Bug 64261 - Intel Pstate driver truncates to pstate instead of rounding to nearest pstate
Summary: Intel Pstate driver truncates to pstate instead of rounding to nearest pstate
Status: CLOSED CODE_FIX
Alias: None
Product: Power Management
Classification: Unclassified
Component: intel_pstate (show other bugs)
Hardware: All Linux
: P1 normal
Assignee: Dirk Brandewie
URL:
Keywords:
Depends on:
Blocks:
 
Reported: 2013-11-02 21:52 UTC by Doug Smythies
Modified: 2015-07-21 19:05 UTC (History)
3 users (show)

See Also:
Kernel Version: 3.12rc7
Subsystem:
Regression: No
Bisected commit-id:


Attachments
shows rounded pstate and current actual for frequency Vs. requested. (34.67 KB, image/png)
2013-11-02 21:52 UTC, Doug Smythies
Details
Shows rounded pstate and current actual frequency Vs. requested - Turbo on (32.96 KB, image/png)
2013-11-04 07:17 UTC, Doug Smythies
Details
Test done with min=max percent and min left at 42 percent (32.01 KB, image/png)
2013-11-05 15:06 UTC, Doug Smythies
Details
CPU 7 frequency Vs. requested percent with rounding. Turbo off. (30.66 KB, image/png)
2013-11-06 05:34 UTC, Doug Smythies
Details
CPU 7 frequency vs load. Turbo off. With and without rounding. (32.12 KB, image/png)
2013-11-06 05:38 UTC, Doug Smythies
Details
CPU 7 frequency vs load. Turbo on. With and without rounding. (35.86 KB, image/png)
2013-11-06 05:43 UTC, Doug Smythies
Details
CPU 7 frequency vs load. Turbo on. With and without rounding. 2 (34.13 KB, image/png)
2013-11-06 05:48 UTC, Doug Smythies
Details
The rounding code. (988 bytes, text/plain)
2013-11-06 06:04 UTC, Doug Smythies
Details
Shows rounded pstate and actual for freq. Vs. Requested. Kernel 3.15rc1 (37.76 KB, image/png)
2014-04-22 00:20 UTC, Doug Smythies
Details
CPU 7 frequency vs load. Turbo on. Kernels 3.15RC2 and 3.12 (31.98 KB, image/png)
2014-04-22 00:30 UTC, Doug Smythies
Details
Sleep / load frequency sweep from 2 to 250 Hertz. Kernel 3.12 and 3.15RC2 (31.28 KB, image/png)
2014-04-22 00:38 UTC, Doug Smythies
Details

Description Doug Smythies 2013-11-02 21:52:12 UTC
Created attachment 113151 [details]
shows rounded pstate and current actual for frequency Vs. requested.

The Intel Pstate driver seems to truncate its calculations to the lower integer pstate. The suggestion is that it should round to the nearest pstate. Recent (kernel 3.12RC7) math improvements have made achieving 100% frequency better, but rounding would make it more robust.

The attachment demonstrates.
Comment 1 Doug Smythies 2013-11-04 07:17:18 UTC
Created attachment 113231 [details]
Shows rounded pstate and current actual frequency Vs. requested - Turbo on

Just adding a turbo on version of the same attachment provided in the original posting, which was with turbo off.
Comment 2 Dirk Brandewie 2013-11-04 16:14:42 UTC
Can you attach the script you are using for this test?  Is the requested P state in response to a load?
Comment 3 Doug Smythies 2013-11-04 16:54:15 UTC
Dirk: The script is the same one as was used and posted back in bug 59481. However, now that that main issue is fixed, it is rather dense to use that script in the same way, as it takes about 10 hours. In a few hours I will post a modified version as there is no reason not to speed it up a lot now.
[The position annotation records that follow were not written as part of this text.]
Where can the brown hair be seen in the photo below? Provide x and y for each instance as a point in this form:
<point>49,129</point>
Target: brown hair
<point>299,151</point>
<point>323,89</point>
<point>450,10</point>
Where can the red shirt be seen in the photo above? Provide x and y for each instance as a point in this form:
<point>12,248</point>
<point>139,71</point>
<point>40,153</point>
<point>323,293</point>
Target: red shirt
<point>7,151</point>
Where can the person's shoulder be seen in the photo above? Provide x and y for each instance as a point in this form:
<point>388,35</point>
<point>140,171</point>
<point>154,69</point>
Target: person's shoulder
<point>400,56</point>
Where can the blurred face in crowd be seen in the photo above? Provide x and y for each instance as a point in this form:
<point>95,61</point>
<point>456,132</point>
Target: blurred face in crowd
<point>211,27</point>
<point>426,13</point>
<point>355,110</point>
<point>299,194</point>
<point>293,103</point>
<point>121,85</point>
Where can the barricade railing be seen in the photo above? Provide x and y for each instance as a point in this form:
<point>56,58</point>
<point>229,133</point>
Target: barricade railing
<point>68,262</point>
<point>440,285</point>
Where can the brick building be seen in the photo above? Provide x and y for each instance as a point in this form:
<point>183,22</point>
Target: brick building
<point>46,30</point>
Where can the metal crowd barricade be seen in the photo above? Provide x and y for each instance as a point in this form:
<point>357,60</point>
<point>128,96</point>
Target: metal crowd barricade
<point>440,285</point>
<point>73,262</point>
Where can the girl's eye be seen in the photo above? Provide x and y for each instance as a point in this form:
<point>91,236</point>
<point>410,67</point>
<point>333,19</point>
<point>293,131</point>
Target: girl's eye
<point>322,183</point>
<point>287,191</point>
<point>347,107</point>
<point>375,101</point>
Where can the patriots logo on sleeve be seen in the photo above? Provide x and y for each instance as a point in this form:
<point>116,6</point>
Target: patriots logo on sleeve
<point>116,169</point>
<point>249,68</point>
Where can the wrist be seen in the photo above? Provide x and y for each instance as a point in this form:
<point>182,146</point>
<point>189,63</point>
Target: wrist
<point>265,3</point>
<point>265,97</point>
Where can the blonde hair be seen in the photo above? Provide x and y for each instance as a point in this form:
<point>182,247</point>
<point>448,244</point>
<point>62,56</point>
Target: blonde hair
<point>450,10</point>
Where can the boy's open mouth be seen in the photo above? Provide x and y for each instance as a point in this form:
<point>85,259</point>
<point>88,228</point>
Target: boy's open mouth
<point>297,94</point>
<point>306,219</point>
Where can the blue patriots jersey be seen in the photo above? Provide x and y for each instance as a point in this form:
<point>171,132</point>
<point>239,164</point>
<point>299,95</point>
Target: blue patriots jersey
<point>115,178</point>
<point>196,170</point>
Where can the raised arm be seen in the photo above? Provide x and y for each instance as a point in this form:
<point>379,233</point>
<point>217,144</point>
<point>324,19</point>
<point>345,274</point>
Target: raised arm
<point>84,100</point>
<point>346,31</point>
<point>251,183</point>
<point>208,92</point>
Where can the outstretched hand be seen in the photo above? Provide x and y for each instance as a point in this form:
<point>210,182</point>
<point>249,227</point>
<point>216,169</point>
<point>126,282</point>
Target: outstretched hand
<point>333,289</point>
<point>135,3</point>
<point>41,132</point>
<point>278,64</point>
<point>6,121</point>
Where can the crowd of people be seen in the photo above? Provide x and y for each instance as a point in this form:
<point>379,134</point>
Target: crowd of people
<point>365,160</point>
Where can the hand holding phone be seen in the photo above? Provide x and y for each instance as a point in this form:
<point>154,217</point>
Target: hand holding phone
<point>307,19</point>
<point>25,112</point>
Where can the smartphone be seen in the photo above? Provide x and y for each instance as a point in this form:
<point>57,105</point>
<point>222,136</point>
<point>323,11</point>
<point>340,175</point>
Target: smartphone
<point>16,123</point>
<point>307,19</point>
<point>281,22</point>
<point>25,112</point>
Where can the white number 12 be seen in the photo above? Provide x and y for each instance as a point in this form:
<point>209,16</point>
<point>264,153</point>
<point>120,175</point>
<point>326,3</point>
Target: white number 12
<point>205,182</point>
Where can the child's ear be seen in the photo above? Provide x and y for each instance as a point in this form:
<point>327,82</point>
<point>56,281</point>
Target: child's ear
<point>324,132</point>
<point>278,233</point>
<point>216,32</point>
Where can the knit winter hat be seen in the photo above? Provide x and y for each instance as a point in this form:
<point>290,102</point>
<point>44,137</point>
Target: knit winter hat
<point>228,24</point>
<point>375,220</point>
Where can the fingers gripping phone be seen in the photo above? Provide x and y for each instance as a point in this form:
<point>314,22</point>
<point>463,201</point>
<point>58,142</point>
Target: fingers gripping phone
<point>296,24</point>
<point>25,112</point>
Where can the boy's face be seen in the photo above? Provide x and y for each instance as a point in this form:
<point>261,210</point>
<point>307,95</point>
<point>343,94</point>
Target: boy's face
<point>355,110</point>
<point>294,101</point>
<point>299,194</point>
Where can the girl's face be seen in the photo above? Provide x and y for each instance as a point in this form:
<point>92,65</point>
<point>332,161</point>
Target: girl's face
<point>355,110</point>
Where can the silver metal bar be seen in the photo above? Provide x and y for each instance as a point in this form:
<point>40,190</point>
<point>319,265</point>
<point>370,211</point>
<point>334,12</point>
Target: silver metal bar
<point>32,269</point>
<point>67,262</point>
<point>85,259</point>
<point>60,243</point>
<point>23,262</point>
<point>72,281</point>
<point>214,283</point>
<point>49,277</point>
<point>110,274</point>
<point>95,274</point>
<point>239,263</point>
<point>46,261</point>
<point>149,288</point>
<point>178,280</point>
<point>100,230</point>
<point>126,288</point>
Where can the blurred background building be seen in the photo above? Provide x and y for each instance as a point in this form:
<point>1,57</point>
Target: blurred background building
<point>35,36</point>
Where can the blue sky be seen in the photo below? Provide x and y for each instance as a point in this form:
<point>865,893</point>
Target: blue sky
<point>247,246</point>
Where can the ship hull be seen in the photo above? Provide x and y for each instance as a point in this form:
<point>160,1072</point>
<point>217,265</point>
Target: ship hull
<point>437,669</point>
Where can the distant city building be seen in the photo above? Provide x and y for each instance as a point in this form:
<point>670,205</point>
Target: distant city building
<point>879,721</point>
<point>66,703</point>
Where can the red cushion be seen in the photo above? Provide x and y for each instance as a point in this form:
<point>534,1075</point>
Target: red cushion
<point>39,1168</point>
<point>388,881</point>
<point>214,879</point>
Yes, the requested Pstate is in response to a full load but both min and max percent have been set to whatever is shown on the x-axis.
Comment 4 Dirk Brandewie 2013-11-04 18:39:41 UTC
So you are trying to emulate the userspace governor here, not really to goal of intel_pstate but OK :-)

The ability to select a single P state was the intended usage of {min,max}_pct_perf but allow users to select a floor and ceiling for the range of available P states.  The absolute meaning percent available performance changes based on the SKU of the part (p states available).

The driver can only select integer values 16->38 in your turbo-on test case.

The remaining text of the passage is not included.